Member of Parliament for Hastings South
- In office October 1935 – March 1940
- Preceded by: William Ernest Tummon
- Succeeded by: George Henry Stokes

Personal details
- Born: John Charles Alexander Cameron 29 November 1891 Morrisburg, Ontario
- Died: 24 March 1976 (aged 84) Ottawa, Ontario
- Party: Liberal
- Spouse(s): Katherine Eileen Cook m. 3 July 1924
- Profession: Barrister

= John Charles Alexander Cameron =

Canadian politician

John Charles Alexander Cameron (29 November 1891 – 24 March 1976) was a Liberal party member of the House of Commons of Canada. He was born in Morrisburg, Ontario and became a barrister and judge.

Cameron attended public and secondary school at Morrisburg, then attended Queen's University, the law school at the University of Alberta and Osgoode Hall Law School, attaining a Bachelor of Arts degree.

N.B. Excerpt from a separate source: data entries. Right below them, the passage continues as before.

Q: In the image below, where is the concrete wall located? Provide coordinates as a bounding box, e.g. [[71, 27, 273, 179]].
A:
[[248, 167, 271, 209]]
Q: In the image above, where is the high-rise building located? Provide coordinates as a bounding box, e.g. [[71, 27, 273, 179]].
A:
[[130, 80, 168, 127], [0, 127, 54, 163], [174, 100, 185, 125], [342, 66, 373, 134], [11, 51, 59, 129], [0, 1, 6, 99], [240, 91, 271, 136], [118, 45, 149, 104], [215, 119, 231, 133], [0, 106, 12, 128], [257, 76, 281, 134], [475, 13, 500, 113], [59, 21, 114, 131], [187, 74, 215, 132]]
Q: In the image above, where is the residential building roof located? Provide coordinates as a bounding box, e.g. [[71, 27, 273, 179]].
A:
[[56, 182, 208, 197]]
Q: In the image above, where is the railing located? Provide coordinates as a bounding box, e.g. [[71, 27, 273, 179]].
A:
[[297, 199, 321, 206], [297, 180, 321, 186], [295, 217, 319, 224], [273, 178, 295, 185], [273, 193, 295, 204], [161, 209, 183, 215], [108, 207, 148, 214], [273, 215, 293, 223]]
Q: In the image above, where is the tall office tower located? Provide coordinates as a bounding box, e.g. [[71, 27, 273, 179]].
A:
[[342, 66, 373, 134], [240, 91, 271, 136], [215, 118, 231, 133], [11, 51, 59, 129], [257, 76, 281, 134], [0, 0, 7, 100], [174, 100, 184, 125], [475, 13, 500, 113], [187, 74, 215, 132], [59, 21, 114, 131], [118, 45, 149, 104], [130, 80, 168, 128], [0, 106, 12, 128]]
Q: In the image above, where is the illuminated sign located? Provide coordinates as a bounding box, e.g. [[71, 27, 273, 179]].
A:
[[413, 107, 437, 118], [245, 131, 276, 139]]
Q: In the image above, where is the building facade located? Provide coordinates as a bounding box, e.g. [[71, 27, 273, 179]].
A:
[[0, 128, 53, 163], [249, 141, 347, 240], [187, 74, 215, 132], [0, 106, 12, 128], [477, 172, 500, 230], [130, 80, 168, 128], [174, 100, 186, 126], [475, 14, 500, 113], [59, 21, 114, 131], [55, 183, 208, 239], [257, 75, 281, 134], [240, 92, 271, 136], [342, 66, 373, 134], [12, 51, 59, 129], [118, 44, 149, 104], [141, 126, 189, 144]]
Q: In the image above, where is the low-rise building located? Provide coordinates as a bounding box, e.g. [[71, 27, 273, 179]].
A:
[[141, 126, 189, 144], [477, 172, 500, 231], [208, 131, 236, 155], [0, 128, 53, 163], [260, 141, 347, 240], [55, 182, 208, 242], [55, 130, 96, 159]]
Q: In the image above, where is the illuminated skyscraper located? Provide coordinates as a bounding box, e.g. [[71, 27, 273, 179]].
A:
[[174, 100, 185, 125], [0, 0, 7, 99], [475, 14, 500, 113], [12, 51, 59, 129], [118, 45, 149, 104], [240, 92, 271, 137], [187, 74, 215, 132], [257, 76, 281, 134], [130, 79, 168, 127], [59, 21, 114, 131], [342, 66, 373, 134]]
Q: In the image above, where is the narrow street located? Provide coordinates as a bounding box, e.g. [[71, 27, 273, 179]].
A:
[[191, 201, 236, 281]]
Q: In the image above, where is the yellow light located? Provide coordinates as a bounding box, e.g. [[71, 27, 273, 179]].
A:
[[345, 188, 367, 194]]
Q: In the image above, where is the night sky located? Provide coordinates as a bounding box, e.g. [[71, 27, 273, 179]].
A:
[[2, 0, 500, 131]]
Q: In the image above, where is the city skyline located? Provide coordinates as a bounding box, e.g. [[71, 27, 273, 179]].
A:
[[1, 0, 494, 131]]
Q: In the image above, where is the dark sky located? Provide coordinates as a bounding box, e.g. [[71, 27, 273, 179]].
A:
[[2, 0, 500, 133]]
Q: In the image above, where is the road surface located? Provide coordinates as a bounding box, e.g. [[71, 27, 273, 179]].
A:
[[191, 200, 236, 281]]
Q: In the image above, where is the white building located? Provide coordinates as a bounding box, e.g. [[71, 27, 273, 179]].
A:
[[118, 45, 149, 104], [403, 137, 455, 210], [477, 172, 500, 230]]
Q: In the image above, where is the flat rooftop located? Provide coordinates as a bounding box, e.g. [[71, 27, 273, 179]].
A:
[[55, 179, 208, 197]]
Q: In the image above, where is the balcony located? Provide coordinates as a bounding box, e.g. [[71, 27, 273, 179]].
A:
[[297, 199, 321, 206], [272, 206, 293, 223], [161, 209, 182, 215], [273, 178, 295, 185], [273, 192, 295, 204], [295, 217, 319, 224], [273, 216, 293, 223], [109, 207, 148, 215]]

Cameron was first elected to Parliament at the Hastings South riding in the 1935 general election and resigned on 26 March 1940 before the end of the 19th Canadian Parliament. That year, he was appointed a judge at Hastings County and frequently presided in an acting capacity at Ottawa's Exchequer Court. In 1946 he was formally appointed to the Exchequer Court.

Cameron died in Ottawa on 24 March 1976, survived by a wife, two sons and four daughters.